OUTSET MEDICAL, INC. 2020 EQUITY INCENTIVE PLAN

OUTSET MEDICAL, INC. EMPLOYEE STOCK PURCHASE PLAN

(Full title of the plan)

Leslie Trigg

Chief Executive Officer

Outset Medical, Inc.

3052 Orchard Drive

San Jose, California 95134

(669) 231-8200

(Name, address, including zip code, and telephone number, including area code, of agent for service)

Copies To:

Frank Rahmani

Sidley Austin LLP

555 California Street, Suite 2000

San Francisco, CA 94104

(415) 772-1200

Indicate by check mark whether the registrant is a large accelerated filer, an accelerated filer, a non-accelerated filer, a smaller reporting company, or an emerging growth company.
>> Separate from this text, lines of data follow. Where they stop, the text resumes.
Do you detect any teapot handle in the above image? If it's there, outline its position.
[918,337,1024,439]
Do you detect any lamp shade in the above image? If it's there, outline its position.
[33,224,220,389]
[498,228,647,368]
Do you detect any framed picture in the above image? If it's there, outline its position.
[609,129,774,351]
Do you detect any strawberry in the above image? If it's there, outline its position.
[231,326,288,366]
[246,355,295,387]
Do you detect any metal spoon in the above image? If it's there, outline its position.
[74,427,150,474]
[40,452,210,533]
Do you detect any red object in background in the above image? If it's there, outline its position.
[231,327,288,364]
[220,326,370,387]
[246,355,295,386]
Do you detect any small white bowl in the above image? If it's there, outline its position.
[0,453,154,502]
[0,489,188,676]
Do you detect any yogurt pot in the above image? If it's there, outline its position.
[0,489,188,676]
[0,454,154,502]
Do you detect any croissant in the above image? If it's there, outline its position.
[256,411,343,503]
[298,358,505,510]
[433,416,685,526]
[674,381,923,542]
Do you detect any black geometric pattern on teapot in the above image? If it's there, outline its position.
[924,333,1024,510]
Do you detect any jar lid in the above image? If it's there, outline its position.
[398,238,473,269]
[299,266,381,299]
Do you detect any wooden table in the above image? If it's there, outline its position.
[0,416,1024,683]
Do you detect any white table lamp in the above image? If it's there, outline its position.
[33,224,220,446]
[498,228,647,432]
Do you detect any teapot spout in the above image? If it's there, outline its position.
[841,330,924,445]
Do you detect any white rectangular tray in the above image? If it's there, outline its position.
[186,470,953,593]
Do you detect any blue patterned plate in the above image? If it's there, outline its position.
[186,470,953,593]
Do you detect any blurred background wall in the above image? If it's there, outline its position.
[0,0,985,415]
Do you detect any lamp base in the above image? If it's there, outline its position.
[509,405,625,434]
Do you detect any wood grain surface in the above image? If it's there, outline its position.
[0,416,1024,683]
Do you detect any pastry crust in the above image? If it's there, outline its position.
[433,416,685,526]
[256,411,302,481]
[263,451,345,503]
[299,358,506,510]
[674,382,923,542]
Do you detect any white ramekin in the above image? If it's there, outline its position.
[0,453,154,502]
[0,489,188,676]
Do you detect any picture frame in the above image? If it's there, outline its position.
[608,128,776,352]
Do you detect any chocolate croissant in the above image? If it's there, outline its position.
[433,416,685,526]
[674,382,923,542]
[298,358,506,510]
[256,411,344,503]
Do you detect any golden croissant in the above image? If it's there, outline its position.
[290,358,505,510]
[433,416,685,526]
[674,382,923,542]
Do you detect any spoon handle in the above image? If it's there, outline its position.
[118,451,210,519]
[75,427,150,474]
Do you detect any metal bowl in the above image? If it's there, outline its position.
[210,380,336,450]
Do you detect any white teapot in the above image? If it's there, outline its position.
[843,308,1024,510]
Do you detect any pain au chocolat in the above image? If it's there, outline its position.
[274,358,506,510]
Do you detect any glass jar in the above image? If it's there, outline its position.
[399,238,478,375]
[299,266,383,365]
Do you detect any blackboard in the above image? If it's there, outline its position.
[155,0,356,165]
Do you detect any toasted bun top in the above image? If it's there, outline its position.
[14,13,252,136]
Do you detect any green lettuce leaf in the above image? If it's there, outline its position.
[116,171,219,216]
See the definitions of “large accelerated filer,” “accelerated filer,” “smaller reporting company,” and “emerging growth company” in Rule 12b-2 of the Exchange Act.

 

Large accelerated filer

 

 

Accelerated filer

 

 

 

 

 

Non-accelerated filer

 

 

Smaller reporting company

 

 

 

 

 

Emerging growth company

 

 

 

 

 

If an emerging growth company, indicate by check mark if the registrant has elected not to use the extended transition period for complying with any new or revised financial accounting standards provided pursuant to Section 7(a)(2)(B) of the Securities Act.

 


 

The Registration Statement shall become effective upon filing in accordance with Rule 462(a) under the Securities Act.

 


 

EXPLANATORY NOTE

 

This Registration Statement on Form S-8 is being filed by Outset Medical, Inc. (the “Registrant”) for the purpose of registering 2,515,873 shares of the Registrant’s common stock, par value $0.001 per share (the “Common Stock”) issuable under the following employee benefit plans for which Registration Statement on Form S-8 (File No. 333-248903) was previously filed by the Registrant with the Securities and Exchange Commission (the “Commission”): (i) the Outset Medical, Inc. 2020 Equity Incentive Plan, as amended and restated (the “2020 Plan”), as a result of the operation of the automatic annual increase provision therein effective January 1, 2024, which added 2,012,698 shares of Common Stock; and (ii) the Outset Medical, Inc. Employee Stock Purchase Plan, as amended and restated (the “ESPP”), as a result of the operation of the automatic annual increase provision therein effective January 1, 2024, which added 503,175 shares of Common Stock.

PART I

INFORMATION REQUIRED IN THE SECTION 10(a) PROSPECTUS

All information required by Part I to be contained in the prospectus is omitted from this Registration Statement in accordance with the explanatory note to Part I of Form S-8 and Rule 428 under the Securities Act of 1933, as amended (the “Securities Act”). This Registration Statement on Form S-8 is filed by the Registrant regarding the 2020 Plan and the ESPP. Documents containing the information required by Part I of the Registration Statement will be sent or given to plan participants as specified by Rule 428(b)(1) of the Securities Act.

PART II

INFORMATION REQUIRED IN THE REGISTRATION STATEMENT

Item 3. Incorporation of Documents by Reference.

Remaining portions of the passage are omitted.